RequestCancelledInFlight exceptions periodically on view queries


#1

I have some code that is using the couchbase java client (version 2.0.2) that is periodically making view queries (every 5 minutes) against a cluster of 3 nodes. So within an hour, it will make 12 total queries.
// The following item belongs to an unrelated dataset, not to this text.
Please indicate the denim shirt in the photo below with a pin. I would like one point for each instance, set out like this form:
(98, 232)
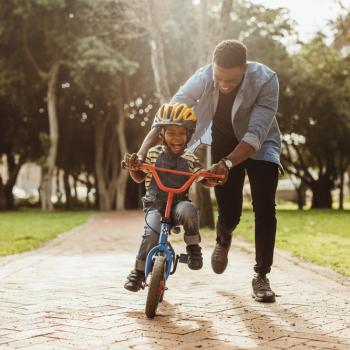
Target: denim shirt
(253, 112)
Of those 12, I’d say it fails about a quarter of the time with the following error:

com.couchbase.client.core.RequestCancelledException: Request cancelled in-flight.
at com.couchbase.client.core.endpoint.AbstractGenericHandler.handleOutstandingOperations(AbstractGenericHandler.java:241)
at com.couchbase.client.core.endpoint.AbstractGenericHandler.handlerRemoved(AbstractGenericHandler.java:223)
at com.couchbase.client.core.endpoint.view.ViewHandler.handlerRemoved(ViewHandler.java:456)
at com.couchbase.client.deps.io.netty.channel.DefaultChannelPipeline.callHandlerRemoved0(DefaultChannelPipeline.java:526)
at com.couchbase.client.deps.io.netty.channel.DefaultChannelPipeline.callHandlerRemoved(DefaultChannelPipeline.java:520)
at com.couchbase.client.deps.io.netty.channel.DefaultChannelPipeline.remove0(DefaultChannelPipeline.java:350)
at com.couchbase.client.deps.io.netty.channel.AbstractChannelHandlerContext.teardown0(AbstractChannelHandlerContext.java:104)
at com.couchbase.client.deps.io.netty.channel.AbstractChannelHandlerContext.teardown(AbstractChannelHandlerContext.java:89)
at com.couchbase.client.deps.io.netty.channel.DefaultChannelPipeline.teardownAll(DefaultChannelPipeline.java:753)
at com.couchbase.client.deps.io.netty.channel.DefaultChannelPipeline.fireChannelUnregistered(DefaultChannelPipeline.java:742)
at com.couchbase.client.deps.io.netty.channel.AbstractChannel$AbstractUnsafe$6.run(AbstractChannel.java:606)
at com.couchbase.client.deps.io.netty.util.concurrent.SingleThreadEventExecutor.runAllTasks(SingleThreadEventExecutor.java:380)
at com.couchbase.client.deps.io.netty.channel.nio.NioEventLoop.run(NioEventLoop.java:357)
at com.couchbase.client.deps.io.netty.util.concurrent.SingleThreadEventExecutor$2.run(SingleThreadEventExecutor.java:116)
at com.couchbase.client.deps.io.netty.util.concurrent.DefaultThreadFactory$DefaultRunnableDecorator.run(DefaultThreadFactory.java:137)
at java.lang.Thread.run(Thread.java:745)

None of my nodes are currently down nor have any of them been down when these exceptions have happened. I do use a timeout on the Observable from the view query with a value of 10 seconds but I don’t think that’s the issue. Any thoughts on what’s causing this?


#2

I’m quite sure this goes away with 2.0.3 - can you try? We retry those explicitly for views now - but I wonder why they happen so often for you… Can you run it dor a while with DEBUG enabled and post the logs? Maybe that draws some conclusions.


#3

@daschl, I plan on upgrading to 2.0.3 and deploying a patch to prod tomorrow. I’ll also try and enable debug logging to see if that provides any additional clarity in case the upgrade does not fix the issue. I’ll respond back again when we deploy tomorrow and let you know how things look.


#4

Sounds great. If you’re curious here is the change in 2.0.3: https://github.com/couchbase/couchbase-java-client/blob/2.0.3/src/main/java/com/couchbase/client/java/view/ViewRetryHandler.java#L78


#5

@daschl, after deploying the patch to production it appears as if this issue has gone away. I’m going to keep any eye on it for a little longer just to make sure it doesn’t crop up again. Thanks for the help with this.